Os sentidos atribuídos ao trabalho sofrem as vicissitudes inerentes às transformações sociais ocorridas no mundo. A flexibilização e a precarização das relações de trabalho observadas no cotidiano, principalmente considerando o cenário de mercados globais e altamente competitivos, têm um impacto substancial na subjetividade do trabalhador (ANTUNES, 1999; NOGUEIRA, 2007) e, consequentemente na sua identidade. Por um lado, o trabalho com sentido gera uma expectativa de ganho significativo no que se refere à realização profissional (identidade, autonomia e autogestão da carreira), com reflexos positivos sobre outras áreas (DUTRA, 2010).

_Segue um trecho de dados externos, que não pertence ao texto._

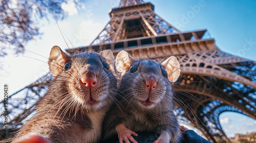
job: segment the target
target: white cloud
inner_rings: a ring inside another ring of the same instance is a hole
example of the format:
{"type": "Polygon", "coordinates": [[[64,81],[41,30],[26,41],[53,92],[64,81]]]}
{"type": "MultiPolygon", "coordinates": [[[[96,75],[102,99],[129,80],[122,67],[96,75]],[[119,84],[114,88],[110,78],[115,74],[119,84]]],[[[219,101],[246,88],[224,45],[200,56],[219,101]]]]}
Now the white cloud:
{"type": "Polygon", "coordinates": [[[82,20],[79,25],[79,29],[71,42],[75,46],[90,44],[104,28],[102,23],[96,23],[92,19],[82,20]]]}
{"type": "Polygon", "coordinates": [[[227,117],[220,120],[220,123],[221,124],[229,124],[230,123],[230,120],[227,117]]]}
{"type": "Polygon", "coordinates": [[[61,4],[61,8],[69,13],[69,15],[73,15],[77,14],[77,9],[76,5],[72,1],[68,1],[68,4],[63,3],[61,4]]]}
{"type": "Polygon", "coordinates": [[[244,117],[242,118],[239,119],[239,121],[246,121],[247,119],[246,117],[244,117]]]}

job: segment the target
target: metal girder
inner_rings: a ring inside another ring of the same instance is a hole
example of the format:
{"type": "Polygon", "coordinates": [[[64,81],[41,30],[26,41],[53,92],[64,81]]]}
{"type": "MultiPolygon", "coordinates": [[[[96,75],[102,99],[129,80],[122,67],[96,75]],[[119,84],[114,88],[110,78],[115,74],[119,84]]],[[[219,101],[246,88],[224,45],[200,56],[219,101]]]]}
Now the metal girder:
{"type": "Polygon", "coordinates": [[[139,4],[144,4],[142,0],[121,0],[120,2],[118,7],[127,7],[130,6],[133,6],[139,4]]]}

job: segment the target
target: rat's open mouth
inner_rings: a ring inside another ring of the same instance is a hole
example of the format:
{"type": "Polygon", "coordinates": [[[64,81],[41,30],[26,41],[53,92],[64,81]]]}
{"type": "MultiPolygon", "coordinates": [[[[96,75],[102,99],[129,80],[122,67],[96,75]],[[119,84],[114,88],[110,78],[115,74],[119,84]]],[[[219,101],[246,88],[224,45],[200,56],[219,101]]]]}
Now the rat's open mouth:
{"type": "Polygon", "coordinates": [[[140,103],[145,106],[150,106],[154,103],[150,101],[149,98],[147,99],[145,101],[141,101],[140,103]]]}

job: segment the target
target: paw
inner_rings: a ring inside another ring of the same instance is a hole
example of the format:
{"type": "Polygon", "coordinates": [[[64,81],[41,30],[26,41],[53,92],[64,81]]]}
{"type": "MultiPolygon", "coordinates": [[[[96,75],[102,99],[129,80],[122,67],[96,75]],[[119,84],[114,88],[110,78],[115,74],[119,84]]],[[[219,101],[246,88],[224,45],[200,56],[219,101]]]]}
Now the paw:
{"type": "Polygon", "coordinates": [[[132,131],[122,125],[118,126],[117,131],[120,143],[123,143],[123,141],[124,141],[125,143],[130,143],[131,142],[129,140],[131,140],[133,143],[138,143],[132,136],[132,135],[135,136],[138,136],[138,134],[135,132],[132,131]]]}
{"type": "Polygon", "coordinates": [[[30,135],[25,136],[18,139],[15,143],[50,143],[42,136],[36,135],[30,135]]]}
{"type": "Polygon", "coordinates": [[[163,143],[163,142],[159,138],[158,138],[156,141],[154,141],[153,143],[163,143]]]}

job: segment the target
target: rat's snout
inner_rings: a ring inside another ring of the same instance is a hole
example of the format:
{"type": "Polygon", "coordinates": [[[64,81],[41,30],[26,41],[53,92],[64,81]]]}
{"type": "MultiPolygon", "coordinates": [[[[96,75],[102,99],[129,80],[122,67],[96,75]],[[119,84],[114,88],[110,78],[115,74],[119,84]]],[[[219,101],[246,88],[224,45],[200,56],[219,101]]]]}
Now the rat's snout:
{"type": "Polygon", "coordinates": [[[150,75],[145,83],[146,89],[148,90],[154,90],[157,86],[157,79],[154,75],[150,75]]]}
{"type": "Polygon", "coordinates": [[[97,85],[97,78],[95,70],[92,67],[89,67],[88,71],[81,75],[79,83],[82,86],[87,88],[93,88],[97,85]]]}

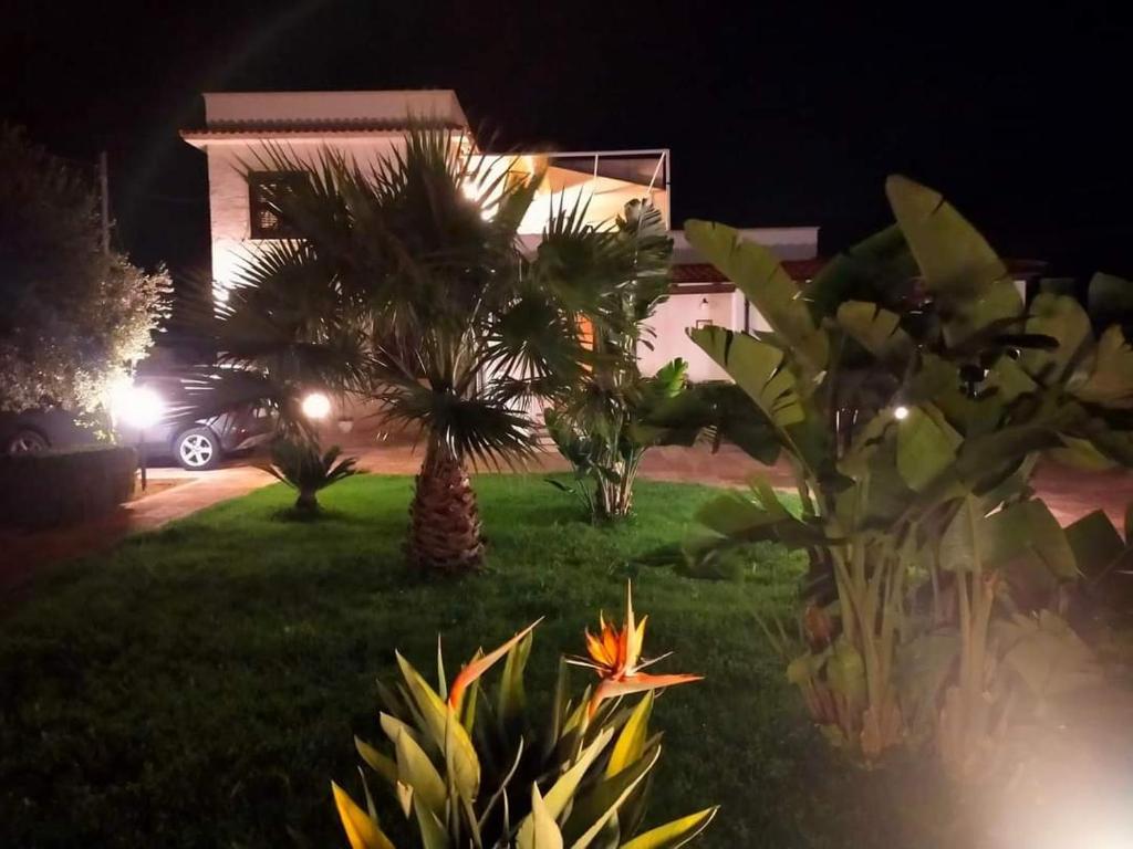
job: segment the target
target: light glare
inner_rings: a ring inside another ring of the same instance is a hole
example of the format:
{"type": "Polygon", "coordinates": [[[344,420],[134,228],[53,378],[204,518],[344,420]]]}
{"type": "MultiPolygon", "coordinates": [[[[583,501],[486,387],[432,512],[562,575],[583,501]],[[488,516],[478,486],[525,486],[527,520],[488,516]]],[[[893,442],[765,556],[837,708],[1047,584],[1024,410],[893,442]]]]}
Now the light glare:
{"type": "Polygon", "coordinates": [[[303,414],[308,419],[325,419],[331,414],[331,400],[321,392],[313,392],[303,400],[303,414]]]}
{"type": "Polygon", "coordinates": [[[142,430],[161,420],[165,414],[165,402],[147,386],[123,383],[113,392],[110,411],[116,422],[142,430]]]}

Conforme Gomes (2009, p.36-37):

Por outro lado, entretanto, a flexibilização nutre o processo de desconstrução do trabalho – uma vez que está associada à precarização das condições de trabalho pela subcontratação, terceirização, desregulamentação de direitos e aumento da fragmentação no interior da classe trabalhadora (ANTUNES, 1999). Em outras palavras, tornar o trabalho precário – ainda que o indivíduo se submeta a essas condições pela necessidade de sobrevivência e seja grato por não estar desempregado – significa mitigar o mais nobre de seus atributos que é o de atribuir sentido ao fazer (realizar) humano. Esvaziar o trabalho de seu sentido pode não apenas descaracterizá-lo ou desconstruí-lo em sua essência, mas também comprometer a manutenção da identidade individual e coletiva (fragmentação de sindicatos e associações de classes).

Essas questões remetem ainda à importante reflexão acerca dos sentidos que o trabalho assume para o trabalhador contemporâneo. Antunes (1999) utiliza a relação e a tensão existentes entre tempo de trabalho e tempo livre, resgata e defende a redução da jornada de trabalho não só como alternativa para minimizar o desemprego estrutural, mas também como ponto de partida para se refletir sobre o tempo, o tempo de

trabalho, o autocontrole sobre o tempo de trabalho e o tempo da vida. Destaca a necessidade de neutralizar o controle opressivo do capital no tempo de trabalho e no tempo da vida:

[...] uma vida cheia de sentido fora do trabalho supõe uma vida dotada de sentido dentro do trabalho. Não é possível compatibilizar trabalho assalariado, fetichizado e estranhado com tempo (verdadeiramente) livre. Uma vida desprovida de sentido no trabalho é incompatível com uma vida cheia de sentido fora do trabalho. (ANTUNES, 1999, p. 175, grifos do autor).

Antunes (1999) ainda assevera que a redução da jornada de trabalho (com mesmo salário e maior tempo livre) é diferente da flexibilização da jornada de trabalho – esta serve ao capital e transforma o tempo livre em tempo de consumo completamente sem sentido.

Quando o trabalho consegue extrapolar a garantia de subsistência e abrir espaço para autorrealização, autonomia crescente, exercício da criatividade, reconhecimento, serviço à comunidade, inserção e vinculação social (MORIN, 2007), ele cria as condições para promover o indivíduo, amplifica suas possibilidades de experimentar plenitude dentro e fora do tempo do trabalho, e fortalece o delineamento de sua identidade profissional, seja qual for sua ocupação.

Em relação ao posicionamento do indivíduo na estratificação social, ao ajustar o foco para o capitalismo ocidental a partir do século XX, assiste-se à supervalorização da lógica individualista, o que coloca o indivíduo sob o jugo do empreendedorismo como resposta às contradições intrínsecas às práticas – muitas vezes distorcidas – desse modo de produção.

Há, de igual forma, um impacto das transformações no mundo do trabalho sobre a forma como o indivíduo encara suas possibilidades de inserção social - cujas fronteiras poderão deixar do lado de fora suas verdadeiras inclinações profissionais sob pena de não sobreviver. Isso poderá implicar no distanciamento, portanto, da construção identitária imediatamente anterior (seu repertório individual, social), pois se vê impelido, pela necessidade, a submeter-se a subempregos ou a relações precárias de trabalho.

É possível ver os desdobramentos das transformações do mundo do trabalho e das relações afins impactando diretamente nos conteúdos internos do indivíduo (subjetividade – identidade), revolvendo a trama de referências herdadas e

restabelecendo outras hierarquias valorativas – movediças, duvidosas e externamente impostas.